While Avéli is Dr. Saedi’s go-to for cellulite, QWO remains in her armamentarium as a touch-up treatment. “If a patient has one dimple remaining after Avéli — maybe it got lost in the sea of dimples when we were marking them — that’s where QWO would fit in,” she says. “We’re not going to anesthetize and do Avéli for a single dimple.”

What Kind Of Results Are People Seeing With Avéli?

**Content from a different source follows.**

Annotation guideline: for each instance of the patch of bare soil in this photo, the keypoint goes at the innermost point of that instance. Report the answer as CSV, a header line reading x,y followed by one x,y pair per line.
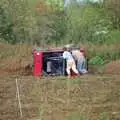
x,y
112,68
56,98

In clinical trials, cellulite is graded on various scales, with improvements measured in points and percentages. In an Avéli study, roughly 80% of subjects were very much improved or much improved three months after treatment. The average pain rating at 24 hours post-op was a 3.8 out of 10, with most people resuming regular activities within a day. While the company data shows benefits lasting through 12 months, doctors expect results to last for years.

The experts interviewed here say their real-world results reflect the study findings, with mild indents looking nearly imperceptible after treatment and deeper divots becoming more shallow.

Still, doctors are careful to manage patients’ expectations, because at $3,500 to $4,500, Avéli isn’t cheap. Distinguishing dimples from skin laxity, which often looks like waviness or sagging, is a crucial part of the process, since Avéli corrects only indentations, leaving background laxity unchecked. “Laxity is a distractor and can make cellulite look worse,” says Dr. Munavalli. “But if you don’t separate out the two, you can wind up with an unhappy patient.”

How Doctors Are Boosting Avéli Outcomes

To more fully smooth the butt and thighs, doctors are pairing Avéli with other treatments. Dr. Saedi follows it with broadband light (to lessen bruising) and a series of TempSure radiofrequency skin-tightening sessions. Dr. Casas uses dilute Radiesse and Ultherapy — both collagen stimulators — to firm up the skin before doing Avéli. If someone is having liposuction alongside Avéli, Dr. Gordon likes to reserve some of the fat, process it into growth factor-rich nanofat, and inject it into the dimples she’s released to help rejuvenate the skin.

These protocols are largely works in progress, mind you — ongoing attempts to solve the cellulite puzzle. Which isn’t to suggest our backsides require figuring and fixing. Cellulite treatments are elective, after all — take ‘em or leave ‘em. Regardless, the irony of this moment — the convergence of acceptance and innovation — can’t be denied. Are we embracing cellulite just as science is finally yielding a legitimate solution? Maybe. And that’s cool — for some. But if cellulite bothers you personally, there’s no shame in addressing it. Luckily, your options are better than ever.